Mardesen shares the document he uses as a checklist for a property that has been abandoned. It includes 14 different areas to be filled out, such as checking into whether the taxes on the property are current; whether utilities are being provided and/or paid for at the property; whether the property has past due accounts for water, sewer and garbage; descriptions of all the buildings on the property; whether anyone is living on the property; etc.


The investment of time on the city’s part is no small thing, he said, but he shares a few snapshots of properties that he’s worked on in other communities, and shows the increased annual tax revenue that is received by all taxing bodies when an abandoned property is dealt with and torn down, and then a new residential property is erected. “Usually, it takes about three to four years before expenses are recovered from the initial cost of processing the abandonment issue through the legal system to when you start making money on that improvement,” he said, making it well worth it for the taxing bodies and for the neighborhood that now has better value.
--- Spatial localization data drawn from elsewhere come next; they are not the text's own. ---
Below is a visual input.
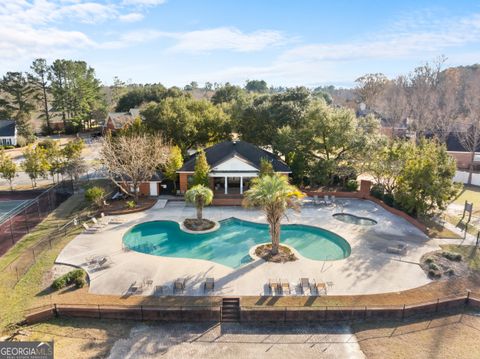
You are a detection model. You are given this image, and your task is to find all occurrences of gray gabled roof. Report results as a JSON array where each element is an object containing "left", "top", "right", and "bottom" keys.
[
  {"left": 0, "top": 120, "right": 15, "bottom": 137},
  {"left": 178, "top": 140, "right": 291, "bottom": 173}
]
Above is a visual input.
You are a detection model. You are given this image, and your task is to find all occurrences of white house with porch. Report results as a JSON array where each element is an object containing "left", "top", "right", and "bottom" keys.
[{"left": 177, "top": 140, "right": 291, "bottom": 198}]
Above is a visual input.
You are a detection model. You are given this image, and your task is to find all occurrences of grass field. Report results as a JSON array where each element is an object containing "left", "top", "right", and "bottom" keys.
[{"left": 353, "top": 311, "right": 480, "bottom": 359}]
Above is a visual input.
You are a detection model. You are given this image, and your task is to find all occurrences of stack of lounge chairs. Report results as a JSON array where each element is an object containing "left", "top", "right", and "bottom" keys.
[
  {"left": 86, "top": 255, "right": 113, "bottom": 270},
  {"left": 82, "top": 214, "right": 127, "bottom": 233},
  {"left": 386, "top": 243, "right": 408, "bottom": 255}
]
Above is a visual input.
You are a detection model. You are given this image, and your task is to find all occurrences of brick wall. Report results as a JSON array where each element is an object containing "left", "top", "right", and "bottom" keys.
[
  {"left": 179, "top": 173, "right": 189, "bottom": 193},
  {"left": 448, "top": 151, "right": 473, "bottom": 170}
]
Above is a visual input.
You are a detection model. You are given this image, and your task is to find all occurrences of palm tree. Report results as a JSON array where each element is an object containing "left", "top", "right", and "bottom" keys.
[
  {"left": 185, "top": 184, "right": 214, "bottom": 220},
  {"left": 243, "top": 175, "right": 304, "bottom": 255}
]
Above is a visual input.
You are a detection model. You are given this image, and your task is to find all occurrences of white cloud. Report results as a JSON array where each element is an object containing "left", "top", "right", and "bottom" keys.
[
  {"left": 118, "top": 12, "right": 144, "bottom": 22},
  {"left": 198, "top": 11, "right": 480, "bottom": 87},
  {"left": 54, "top": 2, "right": 118, "bottom": 24},
  {"left": 280, "top": 12, "right": 480, "bottom": 63},
  {"left": 169, "top": 27, "right": 285, "bottom": 53},
  {"left": 122, "top": 0, "right": 166, "bottom": 6},
  {"left": 100, "top": 27, "right": 285, "bottom": 52}
]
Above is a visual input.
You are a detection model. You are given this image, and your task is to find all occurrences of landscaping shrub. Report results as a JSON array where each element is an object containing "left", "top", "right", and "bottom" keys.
[
  {"left": 424, "top": 257, "right": 434, "bottom": 264},
  {"left": 370, "top": 184, "right": 384, "bottom": 200},
  {"left": 428, "top": 262, "right": 440, "bottom": 271},
  {"left": 444, "top": 268, "right": 455, "bottom": 276},
  {"left": 383, "top": 192, "right": 395, "bottom": 207},
  {"left": 345, "top": 179, "right": 358, "bottom": 192},
  {"left": 125, "top": 200, "right": 136, "bottom": 209},
  {"left": 51, "top": 269, "right": 87, "bottom": 290},
  {"left": 441, "top": 251, "right": 462, "bottom": 261},
  {"left": 85, "top": 186, "right": 105, "bottom": 208},
  {"left": 428, "top": 269, "right": 442, "bottom": 279}
]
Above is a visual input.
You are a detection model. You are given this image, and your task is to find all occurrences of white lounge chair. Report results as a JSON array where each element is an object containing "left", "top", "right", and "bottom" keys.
[
  {"left": 312, "top": 279, "right": 327, "bottom": 295},
  {"left": 269, "top": 278, "right": 279, "bottom": 296},
  {"left": 100, "top": 212, "right": 110, "bottom": 225},
  {"left": 281, "top": 279, "right": 291, "bottom": 295},
  {"left": 300, "top": 278, "right": 311, "bottom": 295},
  {"left": 313, "top": 195, "right": 319, "bottom": 205},
  {"left": 173, "top": 278, "right": 186, "bottom": 294},
  {"left": 82, "top": 222, "right": 99, "bottom": 233},
  {"left": 331, "top": 195, "right": 336, "bottom": 204},
  {"left": 109, "top": 216, "right": 127, "bottom": 224},
  {"left": 324, "top": 195, "right": 332, "bottom": 205},
  {"left": 91, "top": 217, "right": 106, "bottom": 228},
  {"left": 204, "top": 277, "right": 215, "bottom": 292}
]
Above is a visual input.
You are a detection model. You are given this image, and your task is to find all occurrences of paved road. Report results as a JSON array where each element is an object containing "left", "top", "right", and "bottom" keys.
[{"left": 107, "top": 322, "right": 365, "bottom": 359}]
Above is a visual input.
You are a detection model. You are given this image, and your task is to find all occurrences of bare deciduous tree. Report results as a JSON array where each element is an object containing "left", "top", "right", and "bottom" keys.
[
  {"left": 405, "top": 57, "right": 446, "bottom": 135},
  {"left": 456, "top": 67, "right": 480, "bottom": 184},
  {"left": 354, "top": 73, "right": 388, "bottom": 110},
  {"left": 101, "top": 134, "right": 171, "bottom": 201},
  {"left": 374, "top": 76, "right": 409, "bottom": 137}
]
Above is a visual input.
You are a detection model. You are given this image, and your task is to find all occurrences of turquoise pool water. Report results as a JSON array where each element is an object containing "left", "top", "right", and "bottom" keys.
[{"left": 123, "top": 218, "right": 351, "bottom": 268}]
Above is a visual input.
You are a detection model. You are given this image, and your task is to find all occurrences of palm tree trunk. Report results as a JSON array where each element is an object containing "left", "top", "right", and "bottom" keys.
[
  {"left": 270, "top": 216, "right": 281, "bottom": 255},
  {"left": 196, "top": 198, "right": 204, "bottom": 220}
]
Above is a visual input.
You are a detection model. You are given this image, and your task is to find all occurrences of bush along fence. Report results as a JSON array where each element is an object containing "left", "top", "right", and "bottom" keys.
[
  {"left": 24, "top": 292, "right": 479, "bottom": 325},
  {"left": 0, "top": 181, "right": 75, "bottom": 256}
]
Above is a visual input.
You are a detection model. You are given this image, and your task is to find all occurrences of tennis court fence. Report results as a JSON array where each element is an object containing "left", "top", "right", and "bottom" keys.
[{"left": 0, "top": 181, "right": 74, "bottom": 257}]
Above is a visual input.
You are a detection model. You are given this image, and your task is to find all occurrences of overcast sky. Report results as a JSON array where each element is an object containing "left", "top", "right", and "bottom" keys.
[{"left": 2, "top": 0, "right": 480, "bottom": 88}]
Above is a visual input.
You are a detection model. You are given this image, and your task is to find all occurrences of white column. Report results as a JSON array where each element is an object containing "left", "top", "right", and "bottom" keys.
[
  {"left": 224, "top": 176, "right": 228, "bottom": 194},
  {"left": 240, "top": 176, "right": 243, "bottom": 194}
]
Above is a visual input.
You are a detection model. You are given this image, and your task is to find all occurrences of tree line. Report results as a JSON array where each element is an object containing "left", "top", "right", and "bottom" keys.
[
  {"left": 0, "top": 138, "right": 85, "bottom": 189},
  {"left": 0, "top": 59, "right": 105, "bottom": 139}
]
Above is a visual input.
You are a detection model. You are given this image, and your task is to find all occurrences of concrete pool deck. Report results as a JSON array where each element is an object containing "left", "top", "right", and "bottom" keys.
[{"left": 56, "top": 198, "right": 452, "bottom": 297}]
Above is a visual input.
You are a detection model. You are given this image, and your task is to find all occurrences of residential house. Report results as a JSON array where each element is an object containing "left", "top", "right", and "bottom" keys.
[
  {"left": 102, "top": 109, "right": 140, "bottom": 133},
  {"left": 177, "top": 140, "right": 291, "bottom": 200},
  {"left": 0, "top": 120, "right": 17, "bottom": 146}
]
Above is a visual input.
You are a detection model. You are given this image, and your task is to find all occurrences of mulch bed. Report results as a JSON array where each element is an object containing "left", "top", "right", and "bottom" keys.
[
  {"left": 255, "top": 244, "right": 297, "bottom": 263},
  {"left": 101, "top": 198, "right": 157, "bottom": 215},
  {"left": 183, "top": 218, "right": 215, "bottom": 231},
  {"left": 420, "top": 250, "right": 469, "bottom": 279}
]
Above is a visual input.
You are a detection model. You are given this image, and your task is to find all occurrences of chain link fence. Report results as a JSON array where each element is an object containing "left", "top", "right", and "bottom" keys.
[{"left": 0, "top": 181, "right": 74, "bottom": 257}]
As a Realtor, Olson said his office, the local RE/MAX office in Nevada, has tried to do its part to inspire property upkeep by starting a Yard of the Month contest for three months each summer and recognizing those who do a good job on keeping up their properties.


He encourages all homeowners and property owners to try to find a few minutes to focus on their exteriors. “In the summer, mow and pull a few weeds. In the winter, make sure your driveway and sidewalk are shoveled. If you have time … along with mowing, trim the hedges, weed the flower beds, get rid of dead trees and shrubs, get rid of any broken lawn furniture and rake your yard in the fall,” Olson said.


“The exterior of your home should be as uncluttered in appearance as the interior. A good power washing of the exterior surface is a good starting point. Touching up your paint can do wonders for the exterior of a home, as well…,” Olson continued.


“Taking care of your yard and your home, typically creates a sense of pride and accomplishment in ownership,” Olson said.


And taking care of a community, as Mardesen puts it, that’s part of a city’s job.